3.3.1. UNSW-NB15 Dataset

Ahmad et al. [9] introduced a technique to detect and remove suspicious packets from the Internet of Things. Random Forest (RF), Support Vector Machine (SVM), and Artificial Neural Networks (ANN) were used by the researchers as supervised machine learning techniques. The researchers utilize the full features related to Transmission Control Protocol (TCP) and Message Queuing Telemetry Transfer(MQTT) in the UNSW-NB15 dataset.

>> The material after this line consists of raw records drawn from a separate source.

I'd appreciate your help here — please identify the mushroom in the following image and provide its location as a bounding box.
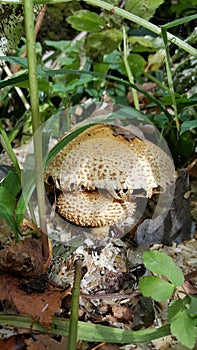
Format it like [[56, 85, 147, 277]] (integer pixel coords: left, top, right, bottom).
[[44, 124, 173, 235]]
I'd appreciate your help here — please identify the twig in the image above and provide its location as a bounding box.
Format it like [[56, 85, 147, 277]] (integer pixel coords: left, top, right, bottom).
[[68, 259, 83, 350]]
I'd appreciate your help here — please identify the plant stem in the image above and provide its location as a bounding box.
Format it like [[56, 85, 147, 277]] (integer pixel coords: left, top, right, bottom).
[[68, 259, 83, 350], [24, 0, 49, 258], [83, 0, 197, 56], [122, 27, 140, 110], [161, 26, 180, 132]]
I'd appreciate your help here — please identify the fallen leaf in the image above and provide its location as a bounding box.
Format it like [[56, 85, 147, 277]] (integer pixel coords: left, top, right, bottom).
[[0, 274, 70, 327]]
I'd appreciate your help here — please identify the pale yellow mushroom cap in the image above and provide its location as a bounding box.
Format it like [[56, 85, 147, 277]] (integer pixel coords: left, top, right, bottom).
[[45, 124, 173, 227]]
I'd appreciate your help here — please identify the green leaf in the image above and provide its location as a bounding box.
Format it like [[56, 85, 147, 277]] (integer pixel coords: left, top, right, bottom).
[[2, 168, 21, 199], [168, 300, 196, 349], [139, 276, 174, 301], [143, 250, 184, 286], [45, 40, 72, 53], [121, 53, 146, 79], [0, 186, 18, 235], [0, 56, 28, 68], [44, 124, 95, 168], [188, 295, 197, 314], [85, 28, 122, 62], [67, 10, 106, 33], [180, 120, 197, 135], [125, 0, 164, 20], [0, 315, 170, 344]]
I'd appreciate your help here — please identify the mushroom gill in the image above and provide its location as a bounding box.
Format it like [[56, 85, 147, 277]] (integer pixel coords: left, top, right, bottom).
[[44, 124, 173, 231]]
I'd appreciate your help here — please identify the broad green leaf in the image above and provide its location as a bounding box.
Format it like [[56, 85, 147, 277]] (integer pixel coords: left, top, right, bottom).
[[188, 295, 197, 314], [120, 53, 146, 79], [168, 300, 196, 349], [44, 124, 95, 168], [2, 168, 21, 199], [125, 0, 164, 20], [85, 28, 122, 62], [139, 276, 174, 301], [180, 120, 197, 135], [67, 10, 106, 33], [143, 250, 184, 286]]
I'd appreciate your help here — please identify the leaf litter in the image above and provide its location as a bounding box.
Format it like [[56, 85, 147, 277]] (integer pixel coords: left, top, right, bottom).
[[0, 126, 197, 349]]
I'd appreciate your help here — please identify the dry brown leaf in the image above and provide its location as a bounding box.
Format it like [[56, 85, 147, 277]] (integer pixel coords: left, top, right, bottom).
[[0, 275, 70, 327]]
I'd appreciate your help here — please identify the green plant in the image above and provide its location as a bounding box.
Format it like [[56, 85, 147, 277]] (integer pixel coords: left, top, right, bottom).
[[139, 250, 197, 349], [0, 0, 197, 349]]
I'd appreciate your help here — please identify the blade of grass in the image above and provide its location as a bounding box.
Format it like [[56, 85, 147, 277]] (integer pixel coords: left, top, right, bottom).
[[161, 26, 180, 132], [122, 27, 140, 110], [1, 0, 197, 56], [24, 0, 49, 258]]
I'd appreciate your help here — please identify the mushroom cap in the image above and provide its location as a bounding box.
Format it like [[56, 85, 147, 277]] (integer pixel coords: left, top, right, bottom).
[[45, 124, 174, 227]]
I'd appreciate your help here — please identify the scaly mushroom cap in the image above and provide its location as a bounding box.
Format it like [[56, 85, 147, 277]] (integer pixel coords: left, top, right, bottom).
[[45, 124, 173, 227]]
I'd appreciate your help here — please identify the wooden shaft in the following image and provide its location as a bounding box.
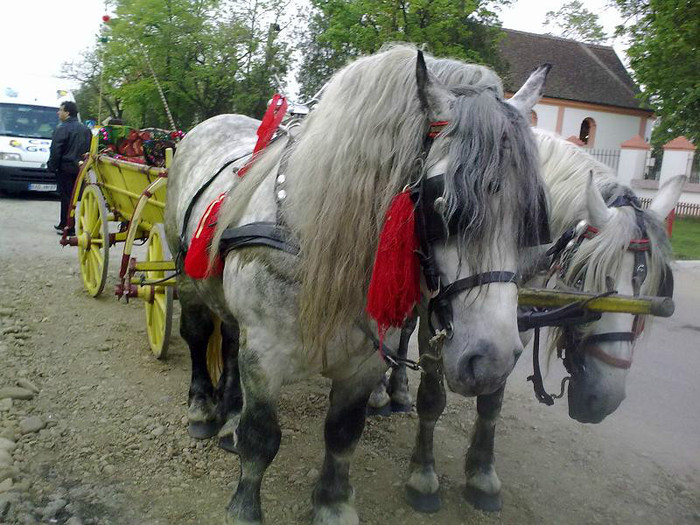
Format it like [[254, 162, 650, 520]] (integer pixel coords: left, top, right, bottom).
[[518, 288, 675, 317]]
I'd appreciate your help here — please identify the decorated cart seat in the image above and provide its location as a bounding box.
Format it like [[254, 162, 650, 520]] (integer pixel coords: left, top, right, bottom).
[[98, 125, 184, 168]]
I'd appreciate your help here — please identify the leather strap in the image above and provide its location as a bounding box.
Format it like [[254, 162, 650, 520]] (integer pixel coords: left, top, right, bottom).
[[586, 344, 632, 370], [219, 222, 300, 257], [438, 271, 518, 299]]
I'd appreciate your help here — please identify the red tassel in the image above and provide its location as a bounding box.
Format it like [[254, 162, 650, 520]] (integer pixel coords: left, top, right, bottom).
[[366, 190, 420, 344], [185, 193, 226, 279], [238, 95, 288, 177]]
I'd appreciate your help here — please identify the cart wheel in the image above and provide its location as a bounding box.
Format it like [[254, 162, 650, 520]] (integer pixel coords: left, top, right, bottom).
[[144, 224, 173, 359], [75, 186, 109, 297], [207, 316, 224, 386]]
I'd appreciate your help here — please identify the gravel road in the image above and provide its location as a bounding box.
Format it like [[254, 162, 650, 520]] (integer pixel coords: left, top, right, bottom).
[[0, 195, 700, 525]]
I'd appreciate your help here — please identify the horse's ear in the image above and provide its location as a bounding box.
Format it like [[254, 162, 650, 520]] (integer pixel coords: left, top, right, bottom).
[[586, 172, 614, 228], [508, 64, 552, 118], [649, 175, 688, 220], [416, 49, 430, 111]]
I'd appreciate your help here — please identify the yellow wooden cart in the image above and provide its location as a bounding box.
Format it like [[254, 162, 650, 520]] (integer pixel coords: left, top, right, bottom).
[[61, 133, 673, 382], [61, 136, 175, 359]]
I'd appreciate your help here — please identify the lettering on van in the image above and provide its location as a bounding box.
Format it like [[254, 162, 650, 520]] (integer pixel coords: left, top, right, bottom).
[[10, 139, 51, 153]]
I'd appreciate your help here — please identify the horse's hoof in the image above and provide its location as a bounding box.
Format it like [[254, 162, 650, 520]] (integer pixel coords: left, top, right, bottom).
[[367, 403, 391, 417], [464, 485, 503, 512], [406, 486, 441, 514], [391, 401, 413, 414], [311, 503, 360, 525], [187, 420, 221, 439], [219, 434, 238, 455]]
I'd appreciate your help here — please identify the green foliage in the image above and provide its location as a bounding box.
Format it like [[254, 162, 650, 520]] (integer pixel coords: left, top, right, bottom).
[[544, 0, 608, 44], [299, 0, 511, 96], [671, 219, 700, 261], [65, 0, 290, 129], [615, 0, 700, 144]]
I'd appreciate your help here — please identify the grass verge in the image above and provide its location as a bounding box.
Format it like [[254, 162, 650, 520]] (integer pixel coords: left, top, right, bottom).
[[671, 219, 700, 261]]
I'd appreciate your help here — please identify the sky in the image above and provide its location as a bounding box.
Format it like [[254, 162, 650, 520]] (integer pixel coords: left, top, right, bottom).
[[0, 0, 624, 87]]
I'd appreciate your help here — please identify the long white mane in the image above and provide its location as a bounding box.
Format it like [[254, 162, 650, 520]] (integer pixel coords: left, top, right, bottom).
[[213, 45, 542, 353], [535, 129, 671, 337]]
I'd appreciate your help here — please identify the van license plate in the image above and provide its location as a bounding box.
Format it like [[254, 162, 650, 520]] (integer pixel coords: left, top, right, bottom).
[[29, 184, 56, 191]]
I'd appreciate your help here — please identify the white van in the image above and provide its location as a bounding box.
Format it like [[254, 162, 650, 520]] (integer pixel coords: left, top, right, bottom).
[[0, 80, 74, 192]]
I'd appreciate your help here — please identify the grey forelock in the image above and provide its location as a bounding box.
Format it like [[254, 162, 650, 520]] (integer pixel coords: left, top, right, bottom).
[[444, 85, 543, 265]]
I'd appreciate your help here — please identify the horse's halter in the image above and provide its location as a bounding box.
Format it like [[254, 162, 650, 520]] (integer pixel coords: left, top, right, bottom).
[[549, 195, 673, 375]]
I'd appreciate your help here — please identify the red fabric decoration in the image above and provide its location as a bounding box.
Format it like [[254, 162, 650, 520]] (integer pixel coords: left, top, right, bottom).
[[366, 190, 420, 353], [185, 193, 226, 279], [238, 95, 288, 177]]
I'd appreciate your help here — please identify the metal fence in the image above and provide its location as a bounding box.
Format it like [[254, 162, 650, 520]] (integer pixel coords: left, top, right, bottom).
[[588, 149, 620, 172], [685, 153, 700, 184], [639, 197, 700, 217], [644, 150, 663, 180]]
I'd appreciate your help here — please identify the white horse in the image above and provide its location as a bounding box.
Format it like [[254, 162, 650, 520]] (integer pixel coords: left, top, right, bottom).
[[535, 130, 686, 423], [166, 46, 547, 524], [370, 59, 685, 512]]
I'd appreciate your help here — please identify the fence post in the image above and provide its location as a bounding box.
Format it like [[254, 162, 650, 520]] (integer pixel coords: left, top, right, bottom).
[[666, 208, 676, 239], [659, 137, 695, 186], [617, 135, 651, 185]]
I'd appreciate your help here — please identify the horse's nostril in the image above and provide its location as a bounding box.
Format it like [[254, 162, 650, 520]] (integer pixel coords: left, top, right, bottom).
[[586, 394, 598, 411]]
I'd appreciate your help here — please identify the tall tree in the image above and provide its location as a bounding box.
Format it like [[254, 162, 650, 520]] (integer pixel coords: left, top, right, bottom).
[[299, 0, 511, 96], [60, 0, 290, 128], [615, 0, 700, 145], [544, 0, 608, 44]]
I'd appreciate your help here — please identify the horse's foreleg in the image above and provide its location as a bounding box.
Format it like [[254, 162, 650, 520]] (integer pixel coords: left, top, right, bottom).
[[178, 292, 219, 439], [226, 348, 282, 525], [312, 374, 377, 525], [217, 321, 243, 453], [387, 315, 418, 412], [406, 319, 446, 512], [465, 386, 505, 512], [367, 376, 391, 416]]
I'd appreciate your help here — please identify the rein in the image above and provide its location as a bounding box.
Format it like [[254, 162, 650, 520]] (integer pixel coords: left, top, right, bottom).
[[519, 195, 673, 406]]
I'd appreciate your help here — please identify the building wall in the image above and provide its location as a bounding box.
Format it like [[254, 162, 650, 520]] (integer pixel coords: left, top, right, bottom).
[[533, 104, 559, 131], [561, 108, 642, 149], [533, 99, 654, 150]]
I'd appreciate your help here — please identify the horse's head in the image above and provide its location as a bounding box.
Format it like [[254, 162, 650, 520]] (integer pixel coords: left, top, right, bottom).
[[557, 177, 685, 423], [416, 61, 549, 395]]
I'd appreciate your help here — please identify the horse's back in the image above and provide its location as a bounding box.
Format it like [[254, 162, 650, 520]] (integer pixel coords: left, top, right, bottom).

The proposed model reached 98.67% and 97.37% accuracy in binary and multiclass classification, accordingly.
Rashid et al. [10] present a stacking ensemble approach. In the first phase, the researchers reduce the dimensionality of the features by applying the best feature selection method. In the second step, an ensemble approach employs for the detection process. Their model utilizes three different models called Decision Trees (DT), Random XGBoost, and Random Forest (RF). The results showed that the proposed model reached 94% accuracy on the UNSW-NB15 dataset.
Moustafa et al. [11] proposed an ensemble method composed of Artificial neural network (ANN), Naive Bayes (NB), and Decision Tree (DT). The model goal is to detect botnet attacks and suspicious activity in IoT. The results showed that their ensemble technique reached an accuracy of 98.97% using statistical flow features of Hypertext Transfer Protocol (HTTP) and Message Queuing Telemetry Transfer(MQTT) generated from UNSW-NB15.
Smitha et al. [12] proposed a stacking ensemble-based IDS. The researchers built base classifiers utilizing Linear Regression (LR), K-Nearest Neighbour (KNN), and Random Forest (RF). For the meta-classifier, they used a Support Vector Machine (SVM). Experimentations have been performed on UNSW-NB15 and UGR’16 heterogeneous datasets. The outcomes indicated that the proposed model reached 94% of accuracy on the UNSW-NB15 dataset.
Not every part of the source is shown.